Pertanyaanya sekarang: apa apa jenis keragaman yang sulit untuk disatukan, dan berpotensi memcah belah persatuan? Seperti yang ditulis oleh empu Mpu Tantular dulu dalam kitab Sutasoma yaitu agama.
Agama yang mengancam keberagaman adalah agama yang bukan dalam imajinasi Mpu Tantular: agama yang “sampai” pada “titik-temu”: antara hindu dan budha, tetapi agama yang menintaskan yang lain, yang berbeda. Agama yang menuduhkan kesesatan bagi yang lain, dan kleim keselamatan bagi dirinya. Agama yang tidak menerima keberagamaan dan perbedaan, agama yang menyimpan kekuasaan untuk penyeragamaan.

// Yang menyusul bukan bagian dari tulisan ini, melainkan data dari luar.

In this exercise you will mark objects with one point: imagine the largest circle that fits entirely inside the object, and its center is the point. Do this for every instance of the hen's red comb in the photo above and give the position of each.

Mengaskan keberagamaan agama inilah yang terberat, persoalannya tidak hanya menyatakan bahwa keberagamaan merupakan suata kebenaran ( inilah hanya tataran “pluralitas”), namun lebih dari itu kebenaran itu sendiri pun beraneka ragam ( inilah “pluralisme”). Kita tidak terbatas menyatakan bahwa agama-agama yang da beraneka ragam, namun kebenaran dan jalan keselamatan pun sngat majemuk.
Agama yang ingin menyeragamkan saat ini menjelma dalam rancangan undang-undang pornografi, perda-perda yang berbasis pada Syariah, ambisi kekuasaan yang tidak hanya ingin menyeragamkan adat-istiadat, norma, keyakinan, dan pandangan yang akan meleyapkan keberanekaan keberagamaan, dan membawa korban pertama, yaitu perempuan.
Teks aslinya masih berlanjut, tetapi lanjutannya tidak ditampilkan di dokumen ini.